Memory Performance

Seeing as how the huge L3 cache and quad-channel memory interface are big parts of what makes Ivy Bridge E unique, I thought it might make sense to look at memory latency and bandwidth. We'll start with memory latency, compared to Ivy Bridge, Haswell and Haswell + Crystalwell.

The larger L3 cache buys IVB-E lower latency accesses for a wider range of addresses, but once you exceed the 15MB L3 cache space we see latency about on par with everything else. Only Haswell + Crystalwell manages to hold out for longer. Unfortunately that's not really a part desktop enthusiasts can buy so it's mostly an academic comparison.

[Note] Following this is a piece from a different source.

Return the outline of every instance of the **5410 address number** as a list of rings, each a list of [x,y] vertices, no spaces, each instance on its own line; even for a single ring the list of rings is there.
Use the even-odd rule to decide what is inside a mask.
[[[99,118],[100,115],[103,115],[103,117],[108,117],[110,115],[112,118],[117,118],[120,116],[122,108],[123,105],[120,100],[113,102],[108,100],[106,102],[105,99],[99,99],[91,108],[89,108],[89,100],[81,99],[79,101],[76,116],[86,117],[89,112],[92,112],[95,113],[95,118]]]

The bandwidth story is an interesting one. Sandra maxes out bandwidth by driving all cores at the same time, so you get some uplift here by there simply being more cores under IVB-E's hood. But even if you divide out the number of cores, you get per core cache bandwidth figures that are extremely high (at least outside of L1). The L3 cache in particular is quite bandwidth happy.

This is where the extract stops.